[Top][All Lists]

[Date Prev][Date Next][Thread Prev][Thread Next][Date Index][Thread Index]

[emacs-bidi] Re: Arabic support

From: Eli Zaretskii
Subject: [emacs-bidi] Re: Arabic support
Date: Fri, 03 Sep 2010 16:25:49 +0300

> From: Kenichi Handa <address@hidden>
> Cc: address@hidden, address@hidden, address@hidden
> Date: Fri, 03 Sep 2010 10:00:02 +0900
> > > > I'm asking because it's possible that we will need to modify
> > > > w32uniscribe.c to reorder R2L characters before we pass them to the
> > > > Uniscribe ScriptShape API, to let it see the characters in the logical
> > > > order it expects them.  That's if it turns out that Uniscribe cannot
> > > > otherwise shape them correctly.
> > > 
> > > ??? Currently characters and glyphs in LGSTRING are always
> > > in logical order.
> > See my mail from yesterday, where I describe that I see in GDB that
> > Arabic characters in LGSTRINGs arrive to uniscribe_shape in visual
> > order:
> >   http://lists.gnu.org/archive/html/emacs-devel/2010-09/msg00029.html
> In this mail, you wrote:
> > Also, it looks like uniscribe_shape is repeatedly called from
> > font-shape-gstring to shape the same text that is progressively
> > shortened.  For example, the first call will be with a 7-character
> > string whose contents is
> >    {0x627, 0x644, 0x633, 0x651, 0x644, 0x627, 0x645}
> and this character sequence is surely in logical order.  So
> I don't know why you think uniscribe_shape is given a
> LGSTRING of visual order.

Sorry, you are right.  I got fooled by the fact that the end of the
string is almost a mirror image of its beginning.

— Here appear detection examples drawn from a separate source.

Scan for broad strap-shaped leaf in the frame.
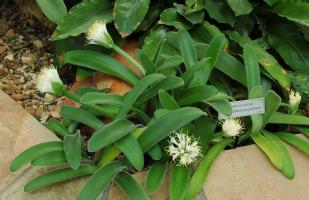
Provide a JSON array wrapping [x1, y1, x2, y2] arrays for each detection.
[[10, 141, 63, 172], [113, 0, 150, 37], [268, 112, 309, 125], [115, 135, 144, 171], [63, 131, 82, 169], [263, 130, 295, 179], [184, 139, 232, 200], [24, 166, 97, 192], [243, 45, 261, 92], [251, 133, 283, 170], [31, 150, 67, 166], [277, 132, 309, 154], [115, 172, 150, 200], [138, 107, 205, 152], [263, 90, 281, 127], [64, 50, 139, 85], [45, 118, 70, 136], [77, 161, 125, 200], [88, 119, 137, 152], [36, 0, 67, 24], [60, 106, 104, 129], [178, 29, 198, 68], [169, 164, 190, 200], [159, 90, 179, 110], [145, 162, 168, 193], [116, 74, 165, 119], [52, 0, 113, 40], [137, 76, 184, 104]]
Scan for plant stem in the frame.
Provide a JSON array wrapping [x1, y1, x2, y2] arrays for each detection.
[[113, 44, 146, 75]]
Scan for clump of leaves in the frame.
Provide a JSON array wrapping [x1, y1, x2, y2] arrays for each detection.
[[11, 0, 309, 199]]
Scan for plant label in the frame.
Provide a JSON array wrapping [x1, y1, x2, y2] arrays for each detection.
[[218, 98, 265, 119]]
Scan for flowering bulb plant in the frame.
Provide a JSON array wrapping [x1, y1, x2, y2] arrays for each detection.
[[11, 0, 309, 200]]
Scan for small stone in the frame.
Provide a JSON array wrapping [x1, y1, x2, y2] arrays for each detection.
[[33, 40, 43, 48], [11, 94, 23, 101]]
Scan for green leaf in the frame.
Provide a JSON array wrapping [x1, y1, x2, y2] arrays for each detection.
[[205, 0, 236, 26], [267, 23, 309, 75], [169, 164, 190, 200], [159, 90, 179, 110], [36, 0, 67, 24], [268, 112, 309, 125], [64, 50, 139, 85], [31, 150, 67, 166], [77, 161, 125, 200], [243, 45, 261, 92], [88, 119, 137, 152], [113, 0, 150, 38], [137, 76, 184, 104], [80, 92, 123, 106], [63, 131, 82, 169], [277, 132, 309, 154], [145, 162, 168, 193], [263, 90, 281, 127], [24, 166, 97, 192], [227, 0, 253, 16], [115, 172, 150, 200], [251, 133, 283, 170], [116, 74, 165, 119], [185, 139, 232, 200], [115, 135, 144, 171], [60, 106, 104, 129], [178, 29, 198, 68], [10, 141, 63, 172], [273, 1, 309, 26], [45, 118, 70, 136], [263, 131, 295, 179], [52, 0, 113, 40], [138, 107, 205, 152]]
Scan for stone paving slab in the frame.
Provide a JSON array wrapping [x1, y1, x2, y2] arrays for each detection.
[[0, 91, 309, 200]]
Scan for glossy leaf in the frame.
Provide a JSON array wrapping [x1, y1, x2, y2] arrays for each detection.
[[145, 162, 168, 193], [52, 0, 113, 40], [60, 106, 104, 129], [77, 161, 125, 200], [169, 164, 190, 200], [277, 132, 309, 154], [115, 135, 144, 171], [116, 74, 165, 119], [113, 0, 150, 37], [251, 133, 283, 170], [63, 131, 82, 169], [36, 0, 67, 24], [115, 172, 150, 200], [138, 107, 205, 151], [64, 50, 139, 85], [184, 139, 232, 200], [263, 131, 295, 179], [10, 141, 63, 172], [24, 166, 97, 192], [159, 90, 179, 110], [88, 119, 136, 152]]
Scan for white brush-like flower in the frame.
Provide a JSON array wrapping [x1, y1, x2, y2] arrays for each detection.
[[222, 118, 244, 137], [289, 90, 301, 106], [166, 132, 201, 166], [36, 67, 63, 94], [86, 20, 114, 48]]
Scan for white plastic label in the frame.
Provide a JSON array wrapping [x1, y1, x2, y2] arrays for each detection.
[[218, 98, 265, 119]]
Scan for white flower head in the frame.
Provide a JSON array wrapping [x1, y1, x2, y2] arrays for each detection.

There's something I'm missing in how character compositions and font
shaping work together with bidi reordering.  I need to understand that
to figure out what, if anything, needs to be fixed in uniscribe_shape
to get it to work correctly.

So let me describe how the bidi reordering works and my understanding
of how it interacts with character compositions, and ask you to
correct any inaccuracies and fill in the blanks.  Thanks in advance.

There are two use-cases that bidi reordering supports.  The first one
is reordering in left-to-right paragraphs, containing mostly L2R text
with embedded R2L characters.  I will call this "the L2R paragraph"

The other use-case is reordering in right-to-left paragraphs, which
typically almost entirely consist of R2L characters with embedded L2R
letters, digits, and other characters that are displayed left to
right.  I call this "the R2L paragraph" case.

For L2R paragraphs, runs of R2L characters are delivered in reverse
order (ignoring for the moment complications caused by directional
override control characters).  When the bidi iterator bumps into an
R2L character, it scans forward until the end of the run, then begins
to go back delivering the characters, thus reversing them on display.
When the run of R2L characters is exhausted, the iterator jumps to the
end of the run and resumes its normal forward scan.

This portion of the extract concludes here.